Research Question: How can we predict air quality levels and identify the key factors influencing air pollution?

Data And Key Insights

Input Variables

The input variables are:

•Concentrations (PM2.5, PM10, NO2, SO2, and CO)

•Temperature

•Humidity

•Population density

•Proximity to industrial areas.

The target variable of air quality classifies air quality into 4 levels: Good, Moderate, Poor, and Hazardous.

Exploratory Data Analysis

•Good: Clean, low pollution

•Moderate: Acceptable, but some pollutants present.

•Poor: Pollution, may affect sensitive groups.

•Hazardous: Severe pollution, serious health risks

There is an association between proximity to industrial areas and Air quality, with higher distances away from industrial areas being associated with better Air quality outcomes. We also noticed a clear trend in humidity, with high humidity being associated with worse air quality outcomes.

Approach

We tested different predictive models to maximize accuracy of predictions. We were predicting 4 levels of air quality: Good, Moderate, Poor, and Hazardous.

We first tried a classification method called logistic regression where we grouped air quality levels into just Acceptable or Unacceptable

We ran this model to understand what variables have the biggest effects on Air quality. Although other models offer the advantage of being able to predict at a granular level, they make interpreting individual variable effect more challenging.

Next, we ran an LDA model predicting the 4 levels of air quality. Additionally, we built a KNN model at the same level of classification as a reference point to compare to the LDA.

Results

After testing different predictive models, we decided that the best model was the LDA, which predicted air quality level to 4 levels with an accuracy of 93.95% and sensitivity of 98.23%.
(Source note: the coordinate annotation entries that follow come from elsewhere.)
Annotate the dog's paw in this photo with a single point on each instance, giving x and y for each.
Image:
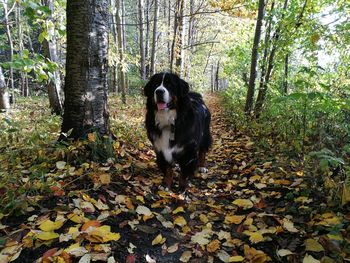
(202, 170)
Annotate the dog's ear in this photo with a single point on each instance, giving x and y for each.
(184, 88)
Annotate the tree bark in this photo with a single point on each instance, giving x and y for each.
(285, 80)
(155, 37)
(10, 42)
(121, 72)
(177, 44)
(254, 59)
(4, 95)
(86, 69)
(142, 41)
(50, 50)
(262, 92)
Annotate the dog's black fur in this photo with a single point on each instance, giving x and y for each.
(175, 113)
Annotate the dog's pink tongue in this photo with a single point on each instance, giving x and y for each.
(161, 106)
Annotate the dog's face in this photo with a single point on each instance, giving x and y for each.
(165, 89)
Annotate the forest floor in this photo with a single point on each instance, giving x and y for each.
(252, 205)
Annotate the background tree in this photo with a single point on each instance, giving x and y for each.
(4, 95)
(86, 68)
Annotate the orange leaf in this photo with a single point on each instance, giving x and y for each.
(92, 223)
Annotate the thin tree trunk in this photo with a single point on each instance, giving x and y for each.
(155, 37)
(262, 92)
(177, 45)
(86, 69)
(121, 72)
(190, 38)
(10, 42)
(4, 95)
(285, 81)
(147, 33)
(142, 41)
(54, 83)
(254, 59)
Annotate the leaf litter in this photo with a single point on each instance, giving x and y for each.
(252, 205)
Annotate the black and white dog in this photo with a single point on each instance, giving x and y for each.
(178, 125)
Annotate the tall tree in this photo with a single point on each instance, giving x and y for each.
(121, 72)
(254, 58)
(155, 37)
(142, 40)
(49, 44)
(86, 69)
(270, 64)
(10, 42)
(4, 95)
(177, 44)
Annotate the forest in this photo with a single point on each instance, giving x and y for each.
(79, 180)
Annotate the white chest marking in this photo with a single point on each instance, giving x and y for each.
(164, 119)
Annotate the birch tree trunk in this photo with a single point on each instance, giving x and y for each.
(50, 49)
(86, 69)
(4, 95)
(142, 41)
(155, 37)
(10, 42)
(254, 59)
(121, 72)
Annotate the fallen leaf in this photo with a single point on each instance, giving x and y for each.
(186, 256)
(159, 239)
(284, 252)
(143, 210)
(233, 219)
(310, 259)
(49, 225)
(236, 259)
(243, 203)
(213, 246)
(312, 245)
(46, 236)
(180, 221)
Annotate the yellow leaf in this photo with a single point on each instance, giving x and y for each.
(253, 255)
(91, 137)
(79, 219)
(312, 245)
(180, 221)
(186, 256)
(284, 252)
(49, 225)
(105, 178)
(287, 224)
(103, 234)
(310, 259)
(345, 198)
(254, 237)
(236, 259)
(140, 198)
(243, 203)
(143, 210)
(158, 240)
(46, 236)
(180, 209)
(203, 218)
(233, 219)
(213, 246)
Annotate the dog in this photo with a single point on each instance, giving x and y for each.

The grouped analysis (logistic regression model) yielded an overall accuracy of 96.70%

The KNN model gave us a 92.6% accuracy but was not good at predicting Hazardous and poor classes.

Conclusion

Effective prediction & Recommendations

Our models effectively predicted air quality levels, showcasing their reliability in identifying data patterns. Policy recommendations include reducing CO and NO2 emissions via cleaner energy, stricter vehicle standards, and improved industrial processes. Urban planning should prioritize buffer zones to separate industrial areas from residential zones, as proximity to industries strongly influences air quality.
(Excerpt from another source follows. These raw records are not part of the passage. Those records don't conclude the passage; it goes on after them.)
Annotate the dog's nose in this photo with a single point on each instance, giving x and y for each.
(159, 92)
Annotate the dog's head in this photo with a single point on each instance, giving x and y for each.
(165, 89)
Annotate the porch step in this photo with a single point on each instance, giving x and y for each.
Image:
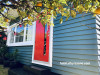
(37, 70)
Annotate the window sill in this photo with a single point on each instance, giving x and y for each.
(20, 44)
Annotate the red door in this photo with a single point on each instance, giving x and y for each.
(41, 52)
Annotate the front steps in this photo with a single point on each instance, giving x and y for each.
(30, 70)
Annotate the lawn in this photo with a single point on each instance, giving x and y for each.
(3, 71)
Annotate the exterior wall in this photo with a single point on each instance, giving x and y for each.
(25, 53)
(75, 41)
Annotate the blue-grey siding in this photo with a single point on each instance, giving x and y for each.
(75, 40)
(25, 53)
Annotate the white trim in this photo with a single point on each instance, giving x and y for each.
(24, 43)
(50, 48)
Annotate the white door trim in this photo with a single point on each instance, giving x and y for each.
(49, 64)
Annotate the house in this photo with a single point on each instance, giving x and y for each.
(70, 48)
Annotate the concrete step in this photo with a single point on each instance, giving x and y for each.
(37, 70)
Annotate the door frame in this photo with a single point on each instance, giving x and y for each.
(49, 64)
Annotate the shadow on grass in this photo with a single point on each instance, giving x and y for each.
(3, 71)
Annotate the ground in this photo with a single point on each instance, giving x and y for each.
(3, 71)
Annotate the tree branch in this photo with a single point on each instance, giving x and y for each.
(12, 6)
(3, 15)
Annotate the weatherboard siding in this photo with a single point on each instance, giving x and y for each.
(24, 53)
(75, 40)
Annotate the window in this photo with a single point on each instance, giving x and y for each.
(19, 35)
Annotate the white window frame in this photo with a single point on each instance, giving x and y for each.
(24, 43)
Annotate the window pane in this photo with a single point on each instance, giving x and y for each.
(19, 34)
(29, 32)
(12, 35)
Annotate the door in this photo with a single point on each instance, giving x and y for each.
(42, 48)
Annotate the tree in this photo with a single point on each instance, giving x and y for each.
(42, 10)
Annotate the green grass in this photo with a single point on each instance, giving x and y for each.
(3, 71)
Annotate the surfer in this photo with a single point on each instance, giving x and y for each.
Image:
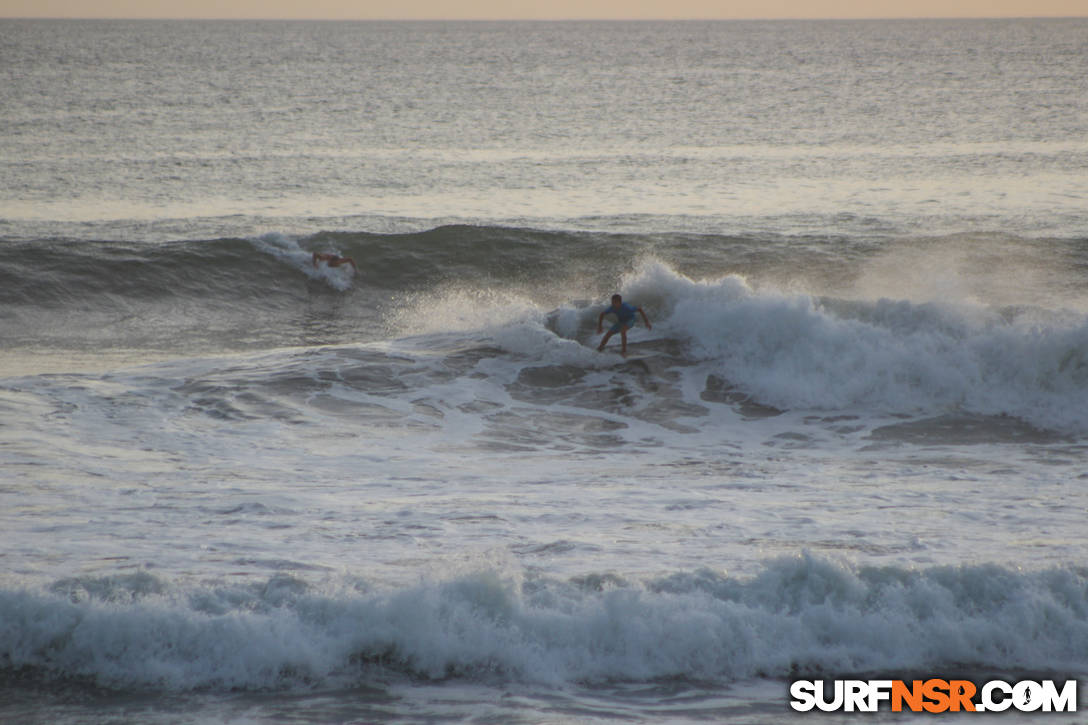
(625, 320)
(333, 260)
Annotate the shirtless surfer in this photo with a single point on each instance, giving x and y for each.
(625, 320)
(333, 260)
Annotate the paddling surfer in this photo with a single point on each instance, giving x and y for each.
(625, 320)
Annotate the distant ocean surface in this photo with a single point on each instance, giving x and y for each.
(238, 487)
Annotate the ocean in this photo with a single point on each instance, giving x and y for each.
(239, 486)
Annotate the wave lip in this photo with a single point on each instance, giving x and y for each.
(801, 614)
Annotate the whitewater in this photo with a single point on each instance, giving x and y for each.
(237, 484)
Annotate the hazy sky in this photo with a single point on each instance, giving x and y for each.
(541, 9)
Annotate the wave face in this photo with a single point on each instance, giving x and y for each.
(767, 318)
(800, 615)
We also recommend promoting green infrastructure and urban greening projects to mitigate pollution effects in densely populated areas. '

One other potential application for this research could be some sort of predictive map interface, either a website or an app, where users could see the predicted air qualities for their location in a 7-day forecast. This would allow users with health concerns or users in areas with poor air quality to be more informed and make decisions in their daily lives.